C Generator Panics on Case-Variant Function Names
Summary
The C code generator in wit-bindgen panics with "duplicate symbols" error when processing valid WIT files that contain function names differing only in case.
Environment
- wit-bindgen version: 0.47.0
- Affected generator: C
- OS: Ubuntu 22.04, x86-64
Steps to Reproduce
-
Create a minimal WIT file
Save the following as
test.wit:package poc:demo; world example { export get-user: func() -> string; export GET-USER: func() -> string; } -
Run wit-bindgen C generator
wit-bindgen c --out-dir /tmp/test test.wit -
Observe the panic
thread 'main' panicked at crates/c/src/lib.rs:1899:38: duplicate symbols: "name `exports_example_get_user` already defined" note: run with `RUST_BACKTRACE=1` environment variable to display a backtrace -
Verify Rust generator works correctly
wit-bindgen rust --out-dir /tmp/test_rust test.witResult: Successfully generates code without errors.
This is invalid WIT. WIT identifiers are case-insensitive and normalize to lowercase:
Each name must be case-insensitively unique in the scope in which it is
declared. In the case of worlds, all imported names are in the same scope,
but separate from all the export names, and thus the same name can *not* be
imported twice, but *can* be both imported and exported.

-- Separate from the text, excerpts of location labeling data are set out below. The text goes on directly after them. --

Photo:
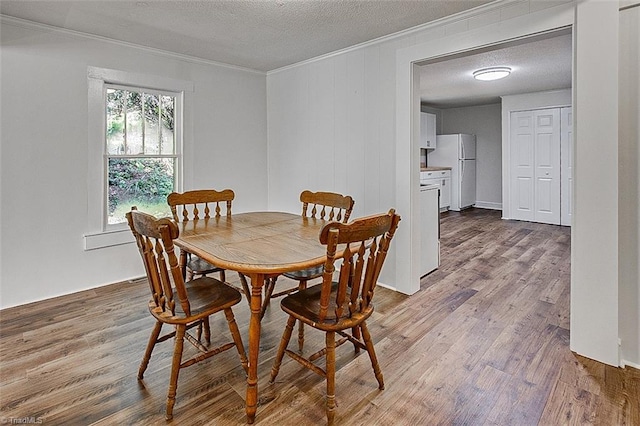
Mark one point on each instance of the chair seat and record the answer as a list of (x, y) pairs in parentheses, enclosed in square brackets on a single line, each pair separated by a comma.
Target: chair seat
[(306, 274), (305, 306), (206, 296), (201, 267)]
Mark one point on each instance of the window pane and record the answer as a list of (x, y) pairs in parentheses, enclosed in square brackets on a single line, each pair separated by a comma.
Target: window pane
[(141, 182), (115, 122), (168, 120), (134, 123), (151, 128)]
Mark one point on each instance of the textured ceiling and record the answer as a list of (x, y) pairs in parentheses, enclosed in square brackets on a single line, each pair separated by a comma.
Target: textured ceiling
[(537, 65), (265, 35), (258, 34)]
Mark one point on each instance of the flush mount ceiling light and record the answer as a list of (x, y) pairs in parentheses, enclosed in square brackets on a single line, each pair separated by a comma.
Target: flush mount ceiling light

https://github.com/WebAssembly/component-model/blob/66c925632bbf718671aec851ba4e6b65dbd35ac5/design/mvp/WIT.md?plain=1#L260-L263
Thanks for the clarification and the spec link — that helps.
One question though: the same invalid WIT is accepted by the Rust generator but causes an internal panic in the C generator. If the file is invalid, shouldn’t wit-bindgen reject it during parsing so all backends behave consistently? Right now Rust succeeds while C errors, which is a bit confusing.
@alexcrichton this might be a wit-parser issue, we should be pushing up the case-insensitive validation to there, per the spec Bailey cites above
Yeah pushing this sort of validation into wit-parser seems fine to me. Having one generator accept this and another reject it is sort of like "UB" where one behavior isn't really more right than the other because in the end it's all invalid anyway. Historically wit-parser has been more lax on the validation side because the actual component validator is the load bearing component there. Moving more validation into wit-parser and declaring, early on, that this is an invalid WIT document sounds like good idea to me.